SNHG12 exerts its role by regulating miR-200c-5p. (A) Transfection efficiency of miR-200c-5p inhibitor in A498 and 786O cell lines was determined using reverse transcription-quantitative PCR. (B) MTT assay was used to determine cell viability in RCC cells transfected with si-SNHG12 + miR-200c-5p inhibitor compared with cells transfected with si-SNHG12 alone. (C) Flow cytometric analysis of apoptosis following si-SNHG12 and miR-200c-5p inhibitor co-transfection compared with cells transfected with si-SNHG12 alone.
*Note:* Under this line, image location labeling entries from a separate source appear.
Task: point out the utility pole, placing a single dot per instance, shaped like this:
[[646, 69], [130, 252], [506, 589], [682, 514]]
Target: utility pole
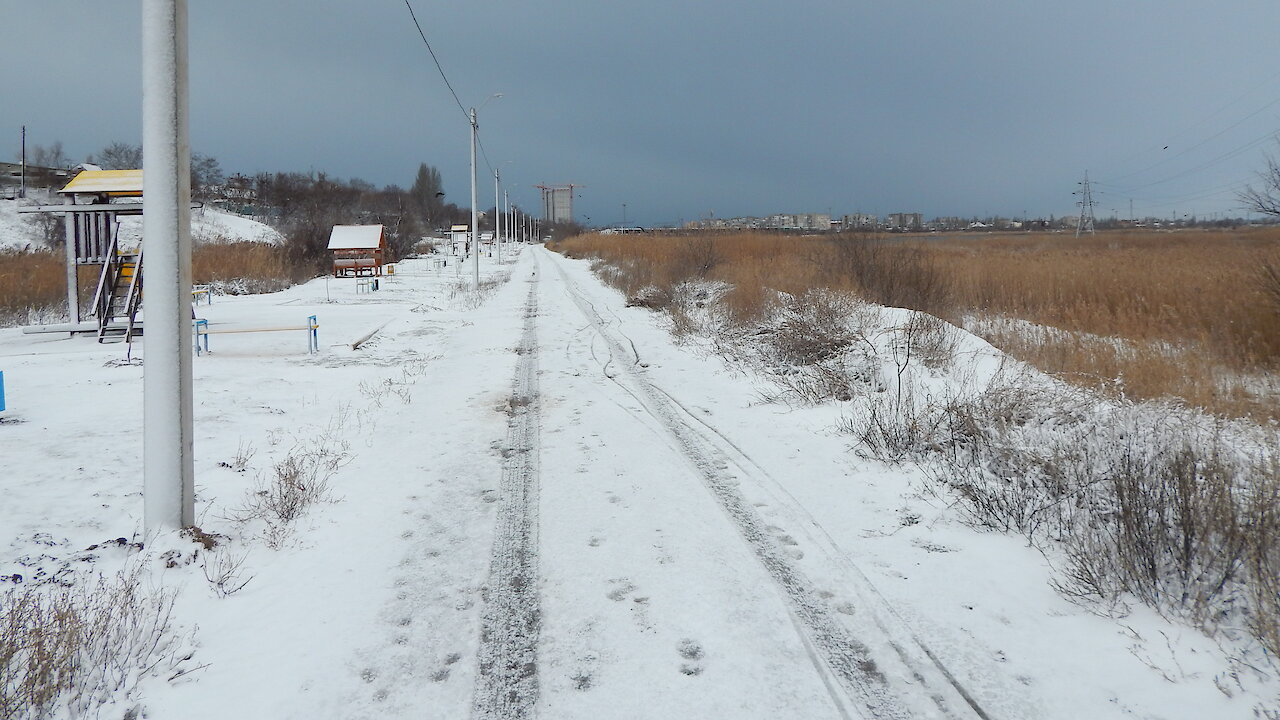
[[497, 215], [168, 469], [475, 233], [1086, 223], [22, 190]]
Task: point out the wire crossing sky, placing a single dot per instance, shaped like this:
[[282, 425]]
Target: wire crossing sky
[[681, 110]]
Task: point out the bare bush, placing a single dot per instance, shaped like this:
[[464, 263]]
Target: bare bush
[[224, 572], [67, 651], [931, 340], [293, 486]]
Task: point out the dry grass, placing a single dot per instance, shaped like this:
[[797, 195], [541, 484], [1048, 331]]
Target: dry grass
[[1192, 315], [64, 652], [238, 268], [32, 286]]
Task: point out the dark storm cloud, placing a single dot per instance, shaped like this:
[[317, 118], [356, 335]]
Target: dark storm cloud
[[681, 109]]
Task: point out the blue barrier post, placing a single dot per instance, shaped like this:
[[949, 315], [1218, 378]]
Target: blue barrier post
[[201, 332]]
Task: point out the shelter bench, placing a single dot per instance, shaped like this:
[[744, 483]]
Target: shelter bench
[[202, 332]]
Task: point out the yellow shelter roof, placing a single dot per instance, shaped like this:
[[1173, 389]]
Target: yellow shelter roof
[[113, 183]]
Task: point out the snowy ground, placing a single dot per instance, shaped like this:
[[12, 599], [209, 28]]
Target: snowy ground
[[551, 509]]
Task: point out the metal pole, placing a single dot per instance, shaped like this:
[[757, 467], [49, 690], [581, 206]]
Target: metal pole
[[497, 215], [475, 232], [168, 472], [22, 191]]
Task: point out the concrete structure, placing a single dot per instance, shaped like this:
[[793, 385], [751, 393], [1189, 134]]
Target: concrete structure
[[558, 203]]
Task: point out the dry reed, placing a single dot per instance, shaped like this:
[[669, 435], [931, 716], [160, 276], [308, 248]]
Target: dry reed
[[1192, 315]]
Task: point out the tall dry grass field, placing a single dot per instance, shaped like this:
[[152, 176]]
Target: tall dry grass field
[[1187, 314], [1192, 314], [33, 283]]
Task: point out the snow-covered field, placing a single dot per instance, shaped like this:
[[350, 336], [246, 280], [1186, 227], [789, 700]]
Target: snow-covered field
[[543, 505]]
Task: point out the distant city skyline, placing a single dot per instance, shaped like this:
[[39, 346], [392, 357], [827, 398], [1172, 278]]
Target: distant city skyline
[[680, 110]]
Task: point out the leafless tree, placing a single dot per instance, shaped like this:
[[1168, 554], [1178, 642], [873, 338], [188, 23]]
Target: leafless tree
[[1266, 197]]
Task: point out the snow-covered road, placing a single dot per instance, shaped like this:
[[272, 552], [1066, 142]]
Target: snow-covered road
[[554, 510]]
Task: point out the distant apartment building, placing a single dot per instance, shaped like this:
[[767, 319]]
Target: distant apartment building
[[905, 222], [859, 222], [812, 222]]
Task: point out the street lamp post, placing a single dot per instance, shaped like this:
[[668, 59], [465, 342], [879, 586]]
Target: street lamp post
[[497, 215], [475, 236], [475, 218], [168, 469]]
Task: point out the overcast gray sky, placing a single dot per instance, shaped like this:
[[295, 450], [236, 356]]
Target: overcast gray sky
[[684, 108]]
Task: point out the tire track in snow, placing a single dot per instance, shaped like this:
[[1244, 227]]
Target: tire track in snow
[[848, 659], [507, 675]]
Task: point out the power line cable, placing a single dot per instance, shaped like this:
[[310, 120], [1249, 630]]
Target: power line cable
[[1208, 163], [447, 83], [1197, 124], [1210, 139]]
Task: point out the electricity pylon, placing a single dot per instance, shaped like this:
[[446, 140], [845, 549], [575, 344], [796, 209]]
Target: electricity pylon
[[1086, 223]]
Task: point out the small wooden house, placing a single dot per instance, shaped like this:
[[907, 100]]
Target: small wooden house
[[357, 250]]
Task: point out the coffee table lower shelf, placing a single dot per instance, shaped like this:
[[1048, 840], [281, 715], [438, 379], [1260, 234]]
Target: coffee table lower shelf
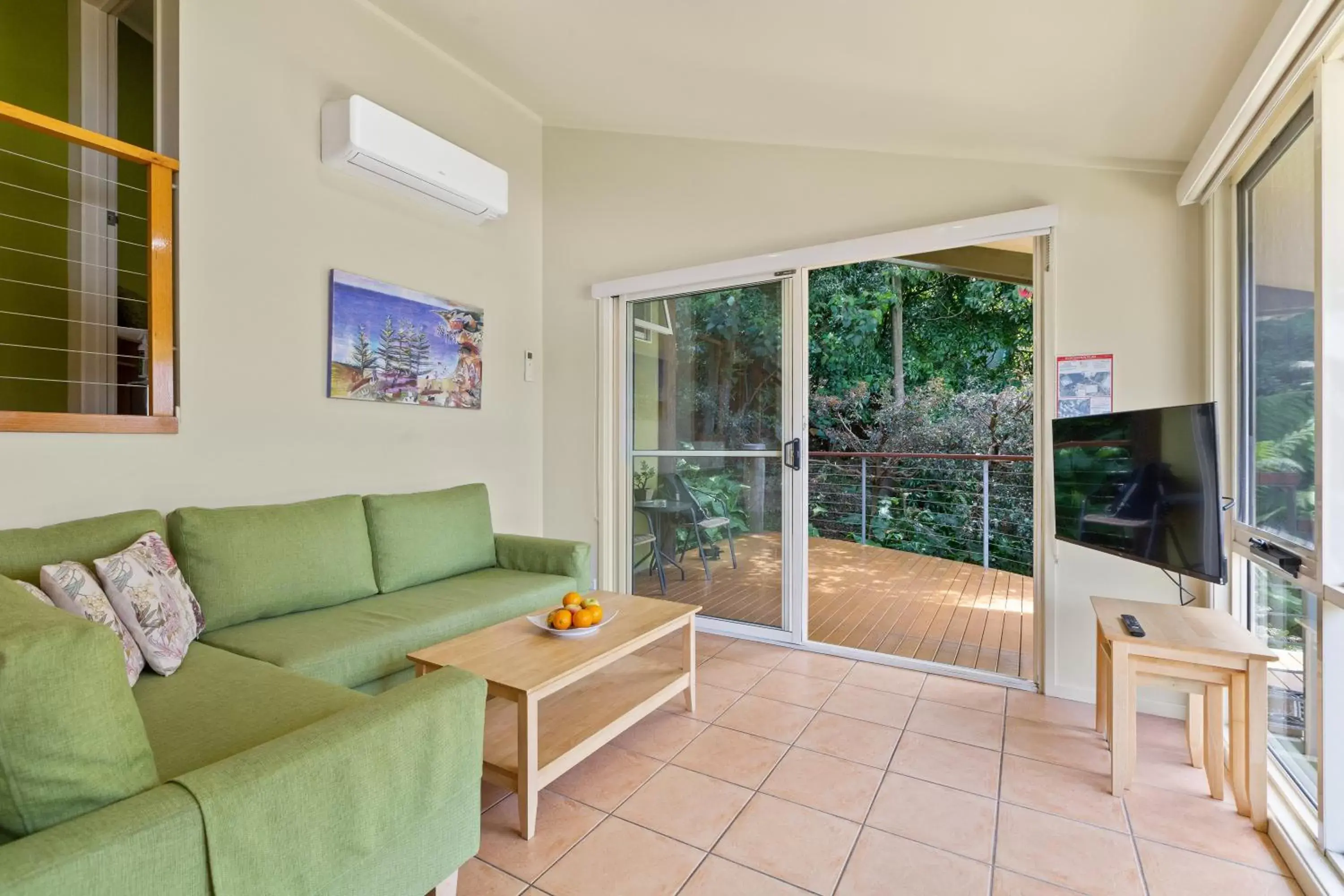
[[574, 722]]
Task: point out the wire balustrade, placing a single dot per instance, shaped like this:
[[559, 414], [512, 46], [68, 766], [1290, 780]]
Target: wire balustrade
[[974, 508]]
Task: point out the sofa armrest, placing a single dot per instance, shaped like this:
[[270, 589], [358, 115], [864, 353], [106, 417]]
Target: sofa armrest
[[381, 797], [553, 556], [152, 843]]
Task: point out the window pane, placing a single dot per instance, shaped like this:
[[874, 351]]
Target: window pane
[[706, 370], [1287, 620], [1281, 328]]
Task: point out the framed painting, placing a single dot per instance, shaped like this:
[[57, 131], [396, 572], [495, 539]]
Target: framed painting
[[401, 346]]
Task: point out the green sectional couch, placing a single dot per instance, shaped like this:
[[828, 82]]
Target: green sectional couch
[[281, 757]]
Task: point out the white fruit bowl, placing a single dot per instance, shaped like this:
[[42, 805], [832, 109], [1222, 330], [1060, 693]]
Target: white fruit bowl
[[539, 621]]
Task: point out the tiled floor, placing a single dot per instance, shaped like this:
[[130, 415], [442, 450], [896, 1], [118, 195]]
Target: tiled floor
[[811, 774]]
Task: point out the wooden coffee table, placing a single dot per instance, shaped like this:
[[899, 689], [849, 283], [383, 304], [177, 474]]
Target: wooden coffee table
[[553, 702]]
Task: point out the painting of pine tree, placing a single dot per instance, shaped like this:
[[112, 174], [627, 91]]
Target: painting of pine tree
[[397, 345]]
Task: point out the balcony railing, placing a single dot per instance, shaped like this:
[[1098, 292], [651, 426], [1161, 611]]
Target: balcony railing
[[975, 508]]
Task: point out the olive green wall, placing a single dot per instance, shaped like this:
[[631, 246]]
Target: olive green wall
[[34, 74]]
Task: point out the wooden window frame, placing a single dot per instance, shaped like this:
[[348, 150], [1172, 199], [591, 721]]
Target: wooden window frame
[[162, 417]]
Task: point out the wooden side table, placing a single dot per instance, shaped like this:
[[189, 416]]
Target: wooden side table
[[1199, 650]]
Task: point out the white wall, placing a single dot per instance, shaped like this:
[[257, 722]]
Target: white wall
[[1127, 273], [261, 225]]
Untransfected RCC cells were used as the ‘blank’ control. *P<0.05. SNHG12, small nucleolar RNA host gene 12; RCC, renal cell carcinoma; miR, microRNA; NC, negative control; si, small interfering RNA; 7-AAD, 7-Aminoactinomycin D.

Figure 5.

COL11A1 is a direct target of miR-200c-5p. (A) Relative COL11A1 expression levels in RCC tissues from The Cancer Genome Atlas database. (P=0.0248) (B) Relative COL11A1 expression levels following the transfection with the miR-200c-5p mimics in RCC cell lines was detected using reverse transcription-quantitative PCR. (C) Western blotting was used to determine the protein expression levels of COL11A1 in the blank, miR-mimics-NC and miR-200c-5p mimics group. (D) Luciferase reporter assay demonstrated a strong binding between the 3′-UTR of COL11A1 and miR-200c-5p. Untransfected RCC cells were used as the ‘blank’ control. *P<0.05. SNHG12, small nucleolar RNA host gene 12; COL11A1, collagen type XI α1 chain; RCC, renal cell carcinoma; miR, microRNA; NC, negative control; WT, wild-type; MUT, mutant; UTR, untranslated region. The binding sites of COL11A1 and miR-200c-5p were discovered using miRanda database.

Figure 6.

COL11A1 participates in the progression of RCC through the SNHG12/miR-200c-5p/COL11A1 axis. (A) COL11A1 expression levels were discovered to be regulated by SNHG12 in a miR-200c-5p-dependent manner. COL11A1 expression levels were analyzed using RT-qPCR. (B) Expression levels of SNHG12 and COL11A1 were analyzed using RT-qPCR following the transfection with pcDNA3.1-SNHG12 or si-COL11A1, respectively. (C) miR-200c-5p inhibitor rescued COL11A1 expression levels downregulated by si-SNHG12. (D) Flow cytometric analysis of apoptosis was performed in cells co-transfected with pcDNA3.1-SNHG12 and si-COL11A1. (E) Quantification of the apoptosis results were shown as bar plots. (F) Cell viability was determined using an MTT assay following the transfection with pcDNA3.1-SNHG12 + si-COL11A1. *P<0.05. SNHG12, small nucleolar RNA host gene 12; COL11A1, collagen type XI α1 chain; miR, microRNA; NC, negative control; si, small interfering RNA; RT-qPCR, reverse transcription-quantitative PCR; 7-AAD, 7-Aminoactinomycin D.